NA ONDA DAS PRIVATIZAÇÕES –

Via de regra, os processos de privatização obedecem a um receituário  bastante conhecido. Primeiro, saneia-se e enxuga-se a empresa a ser vendida, para depois repassá-la aos investidores privados. Segundo, divulga-se que a privatização vai reduzir o preço do produto/serviço. Terceiro, assegura-se que com a privatização aumenta-se a eficiência da empresa.

Ao final do governo Michel Temer, sua equipe econômica cogitava à venda do sistema Eletrobrás, sob alegação de má gestão e dívidas nas empresas integrantes do sistema, o que era contestado pelos sindicatos do setor elétrico, haja vista que a Eletrobrás dava lucro, praticava uma tarifa bastante inferior ao preço de mercado e já tinha posto em prática um plano de aposentadoria extraordinária para seus funcionários, resultando numa economia anual de recursos de R$ 877,0 milhões. Naquela altura, o governo também cogitava arrecadar R$ 12,2 bilhões com a venda do controle acionário, o que era considerado por especialistas um valor irrisório, na medida em que afirmavam que “só para construir um parque com os 48,6 mil MW de capacidade de geração do sistema Eletrobrás, seriam necessários investimentos da ordem de R$ 370 bilhões”, demonstrando que o preço pretendido estaria muito aquém de um sistema de energia desse porte.

Agora, no governo Jair Bolsonaro, o Ministério da Economia, através da criação da Secretaria-Geral de Desestatização e Desimobilização, fundamenta a importância da privatização de empresas públicas, sobretudo daquelas deficitárias e que necessitam de recursos do Tesouro para sobreviver, como forma de arrecadar recursos para redução da dívida pública. A lista é extensa, haja vista que temos hoje 138 empresas estatais !

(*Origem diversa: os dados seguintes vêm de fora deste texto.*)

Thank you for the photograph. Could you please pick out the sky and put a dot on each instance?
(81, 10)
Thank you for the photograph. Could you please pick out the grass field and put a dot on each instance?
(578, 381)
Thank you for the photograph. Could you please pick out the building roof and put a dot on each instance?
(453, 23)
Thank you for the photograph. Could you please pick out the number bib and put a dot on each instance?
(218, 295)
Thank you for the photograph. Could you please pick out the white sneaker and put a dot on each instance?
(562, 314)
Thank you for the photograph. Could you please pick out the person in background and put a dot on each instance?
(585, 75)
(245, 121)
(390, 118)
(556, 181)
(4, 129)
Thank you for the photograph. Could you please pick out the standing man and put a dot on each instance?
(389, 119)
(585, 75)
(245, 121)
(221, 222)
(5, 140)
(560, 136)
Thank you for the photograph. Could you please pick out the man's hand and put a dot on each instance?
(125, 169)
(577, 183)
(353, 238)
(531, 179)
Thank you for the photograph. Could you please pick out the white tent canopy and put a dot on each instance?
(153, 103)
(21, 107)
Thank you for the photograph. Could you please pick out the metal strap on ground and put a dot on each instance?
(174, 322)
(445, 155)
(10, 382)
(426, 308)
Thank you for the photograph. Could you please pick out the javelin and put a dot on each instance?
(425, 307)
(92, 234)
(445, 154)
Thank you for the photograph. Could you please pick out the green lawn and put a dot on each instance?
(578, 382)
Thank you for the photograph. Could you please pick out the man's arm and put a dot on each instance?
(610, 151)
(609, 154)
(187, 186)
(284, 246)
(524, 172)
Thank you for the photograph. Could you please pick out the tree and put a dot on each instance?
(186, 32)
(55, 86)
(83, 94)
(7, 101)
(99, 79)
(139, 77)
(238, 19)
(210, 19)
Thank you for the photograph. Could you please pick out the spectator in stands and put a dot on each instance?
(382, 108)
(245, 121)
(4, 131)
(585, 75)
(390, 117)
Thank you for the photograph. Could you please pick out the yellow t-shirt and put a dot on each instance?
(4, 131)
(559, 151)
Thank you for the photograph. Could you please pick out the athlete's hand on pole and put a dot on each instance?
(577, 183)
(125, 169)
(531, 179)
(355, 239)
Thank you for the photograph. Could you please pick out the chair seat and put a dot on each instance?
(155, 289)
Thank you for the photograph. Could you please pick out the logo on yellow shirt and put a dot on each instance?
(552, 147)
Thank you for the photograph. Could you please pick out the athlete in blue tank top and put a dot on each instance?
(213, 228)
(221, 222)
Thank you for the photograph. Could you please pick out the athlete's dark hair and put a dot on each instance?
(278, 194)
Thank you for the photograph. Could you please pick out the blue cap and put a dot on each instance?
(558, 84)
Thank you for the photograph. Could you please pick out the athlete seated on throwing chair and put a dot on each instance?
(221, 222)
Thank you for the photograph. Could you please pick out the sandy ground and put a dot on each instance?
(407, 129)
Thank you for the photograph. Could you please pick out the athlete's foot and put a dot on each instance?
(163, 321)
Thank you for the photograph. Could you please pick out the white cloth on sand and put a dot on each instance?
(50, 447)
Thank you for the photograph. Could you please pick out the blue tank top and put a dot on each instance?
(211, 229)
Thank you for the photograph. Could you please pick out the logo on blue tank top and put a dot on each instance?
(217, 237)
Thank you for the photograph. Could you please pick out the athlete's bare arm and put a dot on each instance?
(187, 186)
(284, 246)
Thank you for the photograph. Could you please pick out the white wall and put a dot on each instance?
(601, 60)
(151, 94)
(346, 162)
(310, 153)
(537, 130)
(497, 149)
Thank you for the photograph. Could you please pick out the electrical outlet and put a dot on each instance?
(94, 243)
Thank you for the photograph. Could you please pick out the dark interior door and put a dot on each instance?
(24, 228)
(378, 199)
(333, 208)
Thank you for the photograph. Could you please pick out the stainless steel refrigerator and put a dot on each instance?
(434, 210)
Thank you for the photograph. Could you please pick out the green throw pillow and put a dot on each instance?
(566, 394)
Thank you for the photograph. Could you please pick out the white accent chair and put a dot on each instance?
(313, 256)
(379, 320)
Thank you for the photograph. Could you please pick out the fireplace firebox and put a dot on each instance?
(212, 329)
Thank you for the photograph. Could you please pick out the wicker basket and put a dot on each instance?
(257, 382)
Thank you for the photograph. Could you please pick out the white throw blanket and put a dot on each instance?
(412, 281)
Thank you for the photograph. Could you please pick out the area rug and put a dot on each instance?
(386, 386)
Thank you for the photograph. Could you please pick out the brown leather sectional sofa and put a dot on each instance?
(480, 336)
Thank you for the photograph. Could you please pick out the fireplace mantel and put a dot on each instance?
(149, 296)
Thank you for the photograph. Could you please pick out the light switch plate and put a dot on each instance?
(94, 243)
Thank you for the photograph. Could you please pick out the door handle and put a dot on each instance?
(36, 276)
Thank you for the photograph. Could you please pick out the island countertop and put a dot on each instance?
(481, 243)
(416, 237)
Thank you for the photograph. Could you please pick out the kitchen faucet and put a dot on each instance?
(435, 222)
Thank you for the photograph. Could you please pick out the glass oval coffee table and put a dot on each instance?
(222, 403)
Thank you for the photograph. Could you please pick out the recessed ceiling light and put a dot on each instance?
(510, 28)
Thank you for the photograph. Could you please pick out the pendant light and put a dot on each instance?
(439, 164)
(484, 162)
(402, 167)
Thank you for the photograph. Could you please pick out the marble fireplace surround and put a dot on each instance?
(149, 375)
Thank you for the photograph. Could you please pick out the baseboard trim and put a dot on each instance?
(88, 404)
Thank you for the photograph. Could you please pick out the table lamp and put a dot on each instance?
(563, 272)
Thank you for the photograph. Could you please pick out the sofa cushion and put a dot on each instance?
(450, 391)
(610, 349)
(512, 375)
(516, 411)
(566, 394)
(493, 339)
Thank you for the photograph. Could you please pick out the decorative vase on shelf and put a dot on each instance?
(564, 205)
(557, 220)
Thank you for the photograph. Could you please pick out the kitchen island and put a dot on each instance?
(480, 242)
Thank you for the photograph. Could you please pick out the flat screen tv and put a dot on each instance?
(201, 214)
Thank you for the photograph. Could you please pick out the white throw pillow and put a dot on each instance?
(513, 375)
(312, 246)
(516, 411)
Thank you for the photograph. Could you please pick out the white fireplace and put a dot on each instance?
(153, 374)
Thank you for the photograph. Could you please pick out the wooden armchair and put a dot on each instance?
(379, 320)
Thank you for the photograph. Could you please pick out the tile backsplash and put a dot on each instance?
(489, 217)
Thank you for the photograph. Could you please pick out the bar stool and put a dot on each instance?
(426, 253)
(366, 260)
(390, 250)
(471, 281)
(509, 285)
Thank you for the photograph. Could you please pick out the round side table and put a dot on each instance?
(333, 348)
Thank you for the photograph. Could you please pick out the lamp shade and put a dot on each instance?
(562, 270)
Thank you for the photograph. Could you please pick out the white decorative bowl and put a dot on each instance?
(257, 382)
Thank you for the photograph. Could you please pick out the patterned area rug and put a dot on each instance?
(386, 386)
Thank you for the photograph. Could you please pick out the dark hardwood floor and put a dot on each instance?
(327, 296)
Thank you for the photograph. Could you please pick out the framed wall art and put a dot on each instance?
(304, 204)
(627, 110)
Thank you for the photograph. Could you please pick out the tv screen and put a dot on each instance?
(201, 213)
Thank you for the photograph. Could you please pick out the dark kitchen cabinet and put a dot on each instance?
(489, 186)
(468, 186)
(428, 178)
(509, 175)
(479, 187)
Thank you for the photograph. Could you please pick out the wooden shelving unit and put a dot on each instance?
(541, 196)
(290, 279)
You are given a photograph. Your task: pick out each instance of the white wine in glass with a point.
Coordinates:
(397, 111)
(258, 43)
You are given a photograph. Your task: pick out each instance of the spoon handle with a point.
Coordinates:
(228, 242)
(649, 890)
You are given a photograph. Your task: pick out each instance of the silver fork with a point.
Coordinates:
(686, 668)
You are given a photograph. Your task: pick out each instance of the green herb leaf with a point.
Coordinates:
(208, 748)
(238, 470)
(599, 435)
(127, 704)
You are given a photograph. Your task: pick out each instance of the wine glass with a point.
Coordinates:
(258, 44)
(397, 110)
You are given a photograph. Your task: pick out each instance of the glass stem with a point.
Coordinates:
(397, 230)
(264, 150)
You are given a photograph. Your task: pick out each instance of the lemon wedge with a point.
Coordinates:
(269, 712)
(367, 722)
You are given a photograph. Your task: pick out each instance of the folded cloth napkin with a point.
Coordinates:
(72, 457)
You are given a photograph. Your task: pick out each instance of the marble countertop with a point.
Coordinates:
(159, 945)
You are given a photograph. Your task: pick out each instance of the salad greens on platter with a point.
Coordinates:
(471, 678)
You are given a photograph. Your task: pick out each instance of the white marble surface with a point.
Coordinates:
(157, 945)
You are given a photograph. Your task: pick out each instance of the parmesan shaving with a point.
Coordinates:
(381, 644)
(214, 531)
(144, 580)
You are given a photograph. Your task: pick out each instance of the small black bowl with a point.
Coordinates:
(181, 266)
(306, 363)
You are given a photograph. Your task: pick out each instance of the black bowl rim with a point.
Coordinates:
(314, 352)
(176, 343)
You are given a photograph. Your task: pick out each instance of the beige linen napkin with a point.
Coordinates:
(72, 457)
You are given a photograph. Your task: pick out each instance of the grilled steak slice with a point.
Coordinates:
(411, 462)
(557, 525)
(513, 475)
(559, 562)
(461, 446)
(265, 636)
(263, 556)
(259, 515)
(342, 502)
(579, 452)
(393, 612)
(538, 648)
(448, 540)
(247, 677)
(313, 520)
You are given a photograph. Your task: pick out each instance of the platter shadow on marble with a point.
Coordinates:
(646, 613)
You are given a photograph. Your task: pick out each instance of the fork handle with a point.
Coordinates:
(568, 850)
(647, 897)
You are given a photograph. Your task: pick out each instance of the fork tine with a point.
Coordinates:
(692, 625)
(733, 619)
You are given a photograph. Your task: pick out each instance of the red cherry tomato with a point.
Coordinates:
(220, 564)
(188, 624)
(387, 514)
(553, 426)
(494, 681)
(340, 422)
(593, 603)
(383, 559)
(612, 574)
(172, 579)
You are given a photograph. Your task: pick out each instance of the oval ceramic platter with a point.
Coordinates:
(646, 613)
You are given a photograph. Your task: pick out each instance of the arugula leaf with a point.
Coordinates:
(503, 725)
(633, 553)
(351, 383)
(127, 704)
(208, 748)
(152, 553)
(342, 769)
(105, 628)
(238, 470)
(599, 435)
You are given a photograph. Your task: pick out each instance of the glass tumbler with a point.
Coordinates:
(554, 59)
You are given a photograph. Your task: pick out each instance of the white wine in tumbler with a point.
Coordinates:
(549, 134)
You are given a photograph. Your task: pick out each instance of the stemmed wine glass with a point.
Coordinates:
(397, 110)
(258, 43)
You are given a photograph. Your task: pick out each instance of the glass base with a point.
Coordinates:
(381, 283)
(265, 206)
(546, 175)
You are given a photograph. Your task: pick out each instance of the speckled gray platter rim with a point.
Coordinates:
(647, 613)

Vale dizer, mesmo apresentando indicadores competitivos e sendo responsável por 30% da geração de energia elétrica produzida no país, a  venda do sistema Eletrobrás, integrado pelas empresas Eletronorte, Eletrosul, Furnas e Chesf, volta a correr o risco de ter seu controle acionário entregue à iniciativa privada.

É relevante ressaltar que, se levada a efeito, à privatização da holding do sistema elétrico deverá impactar à economia nordestina, através da venda da Companhia Hidroelétrica do São Francisco – Chesf, cuja jurisdição estende-se a 8 estados do Nordeste. Dispondo de 12 hidroelétricas, das quais 8 ao longo do rio São Francisco, e praticando uma tarifa média de R$40/MWh, essa empresa tem uma importância crucial para o desenvolvimento da região, não só por responder por uma potencia total instalada, da ordem de 10,3 mil MW, dando suporte à implantação de novas indústrias e ao agronegócio, mas, também, por gerenciar o principal rio do Nordeste, conferindo ao “Velho Chico” o carácter de multiuso: fornece água para o polo irrigado de Petrolina/Juazeiro; permite a navegação fluvial; viabiliza o turismo regional; e abastece inúmeras cidades ao longo de seu percurso.

Ao privatizar à Chesf, uma das empresas mais enxutas do sistema Eletrobrás, não há garantias de que a iniciativa privada assuma todos os benefícios proporcionados por essa estatal na região, onde se incluem, além dos já referidos, o saneamento do rio, o pagamento de royalties a municípios que tiveram parte de suas áreas inundadas, para a construção das hidroelétricas e, sobretudo, a condução do programa de revitalização das margens e nascente do São Francisco, indispensável para a contensão da erosão e do assoreamento, mormente nos períodos de cheia, como advogam os ambientalistas de plantão.

Não seria forçoso reconhecer o descrédito da população com a privatização de grandes empresas públicas responsáveis por serviços essenciais. Pesquisa realizada pelo Datafolha, indicou que 71% dos brasileiros ouvidos são contra a privatização de estatais, enquanto que 20% opinaram a favor. Privatizar o setor elétrico não deve significar só a captação de mais recursos, mas, também, a modernização dos sistemas, a melhoria na eficiência energética e, principalmente, a prática de tarifas mais baixas para o consumidor final. Chega de contas com bandeiras vermelha, verde e amarela!